IRS to upgrade phone service

The Internal Revenue Service will launch a system July 27 to make it easier for taxpayers to call the agency and get accurate information quickly.

The Internal Revenue Service will launch a system July 27 to make it easier for taxpayers to call the agency and get accurate information quickly.

John Reece, the IRS' chief information officer, said the enhanced phone system—part of the agency's 15-year modernization effort—is one step in the massive process of turning the IRS into a "customer-focused operation." The agency receives 120 million phone calls a year, he said, but has been criticized for putting callers on hold and giving out bad information. Reece told the annual meeting of the Federation of Government Information Processing Councils in New Orleans June 27 that he is committed to making modernization work and keeping it on schedule.

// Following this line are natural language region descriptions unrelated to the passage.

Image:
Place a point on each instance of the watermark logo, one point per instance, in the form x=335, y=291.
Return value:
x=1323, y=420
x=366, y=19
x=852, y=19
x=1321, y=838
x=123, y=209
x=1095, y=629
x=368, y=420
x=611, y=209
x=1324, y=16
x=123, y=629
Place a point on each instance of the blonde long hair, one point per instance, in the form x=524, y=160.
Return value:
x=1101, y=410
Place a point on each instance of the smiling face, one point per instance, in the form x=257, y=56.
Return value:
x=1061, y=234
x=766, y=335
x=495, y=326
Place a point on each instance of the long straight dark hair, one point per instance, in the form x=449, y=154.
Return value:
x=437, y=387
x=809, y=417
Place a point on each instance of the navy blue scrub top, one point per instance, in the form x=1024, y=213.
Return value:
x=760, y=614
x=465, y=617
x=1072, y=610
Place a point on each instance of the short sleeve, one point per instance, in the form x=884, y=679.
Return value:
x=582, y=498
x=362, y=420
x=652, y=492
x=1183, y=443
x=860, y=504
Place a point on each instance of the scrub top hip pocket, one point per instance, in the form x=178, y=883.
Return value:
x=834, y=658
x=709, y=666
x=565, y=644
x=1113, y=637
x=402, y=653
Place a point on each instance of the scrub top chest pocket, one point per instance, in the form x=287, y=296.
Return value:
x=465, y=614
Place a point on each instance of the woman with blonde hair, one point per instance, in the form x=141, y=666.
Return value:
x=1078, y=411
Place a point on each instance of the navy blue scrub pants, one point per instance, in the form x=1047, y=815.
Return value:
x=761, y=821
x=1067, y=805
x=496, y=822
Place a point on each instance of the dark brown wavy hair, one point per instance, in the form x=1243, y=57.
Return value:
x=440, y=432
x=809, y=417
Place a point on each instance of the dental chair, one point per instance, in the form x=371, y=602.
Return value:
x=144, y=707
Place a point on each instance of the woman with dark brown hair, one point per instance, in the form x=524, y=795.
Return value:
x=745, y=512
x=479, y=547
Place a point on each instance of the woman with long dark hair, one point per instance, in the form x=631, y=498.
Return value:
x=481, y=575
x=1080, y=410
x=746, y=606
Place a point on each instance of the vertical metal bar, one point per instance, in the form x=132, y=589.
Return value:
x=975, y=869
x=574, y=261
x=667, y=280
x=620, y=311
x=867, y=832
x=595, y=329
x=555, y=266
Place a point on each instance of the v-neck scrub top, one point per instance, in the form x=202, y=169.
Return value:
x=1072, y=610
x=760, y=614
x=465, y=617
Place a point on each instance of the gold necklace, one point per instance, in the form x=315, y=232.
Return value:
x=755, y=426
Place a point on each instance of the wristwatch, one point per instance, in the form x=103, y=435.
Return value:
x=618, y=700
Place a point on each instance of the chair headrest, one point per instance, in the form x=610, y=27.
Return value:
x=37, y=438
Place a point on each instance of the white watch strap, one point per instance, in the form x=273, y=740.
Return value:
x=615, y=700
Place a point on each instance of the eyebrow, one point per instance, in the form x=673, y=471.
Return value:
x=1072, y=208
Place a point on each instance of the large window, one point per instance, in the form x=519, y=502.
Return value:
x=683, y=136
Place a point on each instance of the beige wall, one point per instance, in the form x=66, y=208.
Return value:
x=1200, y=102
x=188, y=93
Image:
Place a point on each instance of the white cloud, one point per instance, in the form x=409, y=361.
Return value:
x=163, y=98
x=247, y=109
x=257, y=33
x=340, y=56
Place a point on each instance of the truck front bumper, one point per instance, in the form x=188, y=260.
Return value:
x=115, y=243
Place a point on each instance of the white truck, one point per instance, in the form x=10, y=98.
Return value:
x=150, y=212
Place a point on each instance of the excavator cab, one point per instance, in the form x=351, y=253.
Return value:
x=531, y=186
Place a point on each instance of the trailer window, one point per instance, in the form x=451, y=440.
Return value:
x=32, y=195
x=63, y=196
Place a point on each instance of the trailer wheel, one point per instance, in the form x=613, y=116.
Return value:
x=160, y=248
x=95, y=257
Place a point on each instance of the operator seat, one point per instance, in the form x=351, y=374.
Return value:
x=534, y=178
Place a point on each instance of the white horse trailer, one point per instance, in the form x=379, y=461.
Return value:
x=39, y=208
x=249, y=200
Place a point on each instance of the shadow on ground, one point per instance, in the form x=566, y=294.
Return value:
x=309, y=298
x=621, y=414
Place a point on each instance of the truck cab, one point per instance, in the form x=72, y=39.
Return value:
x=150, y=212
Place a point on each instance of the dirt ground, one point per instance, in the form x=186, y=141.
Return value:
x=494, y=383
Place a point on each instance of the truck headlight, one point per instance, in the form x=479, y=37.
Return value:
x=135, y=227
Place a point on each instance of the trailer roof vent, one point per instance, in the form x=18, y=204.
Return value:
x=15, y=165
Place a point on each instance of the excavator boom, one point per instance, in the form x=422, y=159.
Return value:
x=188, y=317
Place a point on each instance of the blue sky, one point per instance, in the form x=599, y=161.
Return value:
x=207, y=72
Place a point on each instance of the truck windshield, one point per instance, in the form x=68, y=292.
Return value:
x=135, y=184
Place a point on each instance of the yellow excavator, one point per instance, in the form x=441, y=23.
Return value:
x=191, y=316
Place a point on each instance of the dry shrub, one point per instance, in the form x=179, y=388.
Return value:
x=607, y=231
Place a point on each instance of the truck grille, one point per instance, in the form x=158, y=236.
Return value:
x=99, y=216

"It isn't rocket science," Reece said. "It's big and it's complex, but the job has been done successfully many times before."

Reece came out of retirement this year from the private sector to work with IRS Commissioner Charles Rossotti on changing the way the IRS does business.

By the end of this year, Reece said the modernization program would begin transferring taxpayer data from the 1960s-era tape system to the Customer Account Data Engine.

In the coming year, IRS officials want to begin shrinking the time it takes to issue tax refunds to electronic filers from the current average of five to seven weeks to only two or three days, he said. And Reece expects the IRS will be able to start audits in the same filing season that a return is made; it now takes two or three years to initiate audits.